I also feel dulled, as if I had lost a few IQ points myself in the process. And yet, I haven’t been able to stop eating. That, and reading blogs all afternoon and evening.
All this gluten and glucose … I think this might be the secret recipe to get with the program, to join that majority in front of the TV set.
alembic [ellipses original]
I am horrified and frightened by the emotions I have raging inside myself, emotions that I have clearly been caging in my heart for years. I am profoundly disturbed that my writing flows most smoothly when I write as a screaming, bloody raven instead of a peaceful, happy frog. The frog was boring, but pleasant. The frog was safe. The frog was being boiled alive in her own complacency, but she was happy and she had friends and safe, easy friendships. She posted silly quizzes and pictures of kitties and chirruped happily about the lovely world she lived in. Her sorrows on the whole were small ones, or her own personal burdens to bear. Occasionally she would stamp her little frog feet in anger, but this entertained her friends and charmed them.
Now I am a black, bloody raven, beak dripping with gore. And I wonder if that gentle green frog will ever return. Somehow, I doubt it.
The game was called “five good things.” The object was to come up with five good things about George W. Bush. It was harder than I thought it would be! I recommend it to any Kerry-supporter, or anyone inclined to think of Bush as “pure evil.” He isn’t. No one is.
the vernacular body
One reason I stopped blogging at the end of the summer was in great part because of this sense of something in myself dissipating into the light of the screen and my muscles forgetting the stop-motion of walking and immersing myself in the arms of other living things. I had found myself following one contention to another through the cerebral world of blogs and the internet, arguing and sitting alone fuming and gradually darkening my mind with clouds of imagined wrongs. I wasn’t dealing with real people or learning more about living in the real world of nature. The very purpose of my feet and fingers, eyes and ears escaped my notice.
So I must stop myself here before I dive back into the water; I do not want to live my life fighting ghosts and demons. I want to learn to engage them and talk. I want to discover what it is that binds us all together and actuates language. Bush preaches hate and warmongering and revenge and absolutes. He refutes the mystery. And so many have fallen in step behind him, taking up his chants and marching to the beat. That is not how I want to live my life.
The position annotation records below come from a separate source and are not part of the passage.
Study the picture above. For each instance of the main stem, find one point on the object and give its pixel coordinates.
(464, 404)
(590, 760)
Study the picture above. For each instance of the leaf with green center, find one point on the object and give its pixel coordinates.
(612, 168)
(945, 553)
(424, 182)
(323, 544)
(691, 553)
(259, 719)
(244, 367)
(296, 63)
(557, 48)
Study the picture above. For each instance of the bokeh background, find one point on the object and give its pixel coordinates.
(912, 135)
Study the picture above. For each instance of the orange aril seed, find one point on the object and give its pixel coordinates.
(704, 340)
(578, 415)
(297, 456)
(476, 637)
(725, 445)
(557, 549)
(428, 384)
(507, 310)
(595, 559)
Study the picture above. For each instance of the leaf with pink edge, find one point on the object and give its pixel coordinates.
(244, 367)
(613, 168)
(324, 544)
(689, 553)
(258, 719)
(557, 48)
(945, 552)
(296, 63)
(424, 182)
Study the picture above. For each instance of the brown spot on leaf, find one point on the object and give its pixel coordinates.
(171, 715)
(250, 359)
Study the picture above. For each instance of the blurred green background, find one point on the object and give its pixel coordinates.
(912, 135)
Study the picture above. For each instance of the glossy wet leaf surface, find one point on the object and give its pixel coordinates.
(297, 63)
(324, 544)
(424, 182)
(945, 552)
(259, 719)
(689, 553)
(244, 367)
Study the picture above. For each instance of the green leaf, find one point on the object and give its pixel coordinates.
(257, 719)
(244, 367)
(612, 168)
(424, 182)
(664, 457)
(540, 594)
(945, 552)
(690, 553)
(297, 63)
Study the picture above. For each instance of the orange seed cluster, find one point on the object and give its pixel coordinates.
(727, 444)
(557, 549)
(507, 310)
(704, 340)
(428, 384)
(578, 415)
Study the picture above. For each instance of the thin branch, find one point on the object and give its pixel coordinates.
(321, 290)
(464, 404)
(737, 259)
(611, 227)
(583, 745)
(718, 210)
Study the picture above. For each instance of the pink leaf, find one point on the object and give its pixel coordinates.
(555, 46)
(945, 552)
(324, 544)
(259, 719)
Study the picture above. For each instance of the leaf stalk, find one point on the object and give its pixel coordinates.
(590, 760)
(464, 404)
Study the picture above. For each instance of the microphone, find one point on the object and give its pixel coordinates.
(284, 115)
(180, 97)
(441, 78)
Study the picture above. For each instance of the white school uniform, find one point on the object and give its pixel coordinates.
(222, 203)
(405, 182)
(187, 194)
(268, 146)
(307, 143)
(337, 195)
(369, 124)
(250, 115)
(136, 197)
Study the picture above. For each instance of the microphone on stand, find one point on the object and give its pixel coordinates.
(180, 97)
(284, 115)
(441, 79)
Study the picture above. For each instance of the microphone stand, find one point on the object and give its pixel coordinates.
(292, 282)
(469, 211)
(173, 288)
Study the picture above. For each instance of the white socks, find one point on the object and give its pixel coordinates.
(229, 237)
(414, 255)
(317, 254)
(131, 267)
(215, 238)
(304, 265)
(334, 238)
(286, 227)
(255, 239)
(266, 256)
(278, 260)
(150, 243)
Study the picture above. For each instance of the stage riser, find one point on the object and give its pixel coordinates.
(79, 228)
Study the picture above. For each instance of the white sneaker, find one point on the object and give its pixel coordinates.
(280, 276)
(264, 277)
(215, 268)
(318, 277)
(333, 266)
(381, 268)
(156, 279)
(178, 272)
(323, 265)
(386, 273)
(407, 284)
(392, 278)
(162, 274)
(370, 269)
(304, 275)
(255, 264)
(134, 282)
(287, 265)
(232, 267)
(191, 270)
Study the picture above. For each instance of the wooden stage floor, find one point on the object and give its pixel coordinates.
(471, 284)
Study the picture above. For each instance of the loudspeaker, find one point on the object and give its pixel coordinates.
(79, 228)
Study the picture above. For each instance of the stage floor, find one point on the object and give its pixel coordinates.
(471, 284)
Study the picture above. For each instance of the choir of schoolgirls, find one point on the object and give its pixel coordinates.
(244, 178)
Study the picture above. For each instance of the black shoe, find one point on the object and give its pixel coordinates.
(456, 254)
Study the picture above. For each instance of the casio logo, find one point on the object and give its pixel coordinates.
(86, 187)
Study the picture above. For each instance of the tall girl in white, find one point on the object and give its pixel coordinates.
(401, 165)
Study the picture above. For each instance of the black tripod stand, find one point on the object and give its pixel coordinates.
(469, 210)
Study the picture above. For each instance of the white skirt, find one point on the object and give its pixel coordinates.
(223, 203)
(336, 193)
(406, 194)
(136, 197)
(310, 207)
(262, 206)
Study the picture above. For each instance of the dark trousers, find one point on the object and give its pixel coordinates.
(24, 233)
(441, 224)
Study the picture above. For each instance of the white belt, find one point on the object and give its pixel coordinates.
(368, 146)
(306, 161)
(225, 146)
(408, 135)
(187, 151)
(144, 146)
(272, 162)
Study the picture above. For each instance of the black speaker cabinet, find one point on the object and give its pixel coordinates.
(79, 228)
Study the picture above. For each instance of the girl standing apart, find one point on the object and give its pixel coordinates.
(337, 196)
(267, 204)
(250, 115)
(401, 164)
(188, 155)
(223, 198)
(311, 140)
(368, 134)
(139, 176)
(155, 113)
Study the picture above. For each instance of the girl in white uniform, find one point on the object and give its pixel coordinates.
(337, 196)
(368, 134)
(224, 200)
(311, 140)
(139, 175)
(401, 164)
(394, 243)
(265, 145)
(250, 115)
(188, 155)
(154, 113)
That is not how I see the living things around me or how I want to greet other people. Not in the language of defeat and bloodletting.
I don’t want to think any more about the election. I’m grateful for the disaster, insofar as it disrupted me, and put my own small life into perspective. It temporarily threw me into a state of confusion and anger and fear. It made me want to rage against the decision, to do something huge, to scream and rant and fight and cry.
I’m feeling more settled now. It’s not apathy, or despair, or resignation: rather, I’m remembering what I’ve written here before. The most radical thing one can do is to stay present. There is nothing so important as remaining grounded in oneself, in being compassionate, and understanding, and wise. This does not mean doing nothing. It means doing everything. It means being human.
Nomen est Numen
Finally, one of the most eloquent reactions is completely wordless, just fifteen stark photographs gathered under one title, Into the Night, from Paula’s House of Toast. Check it out.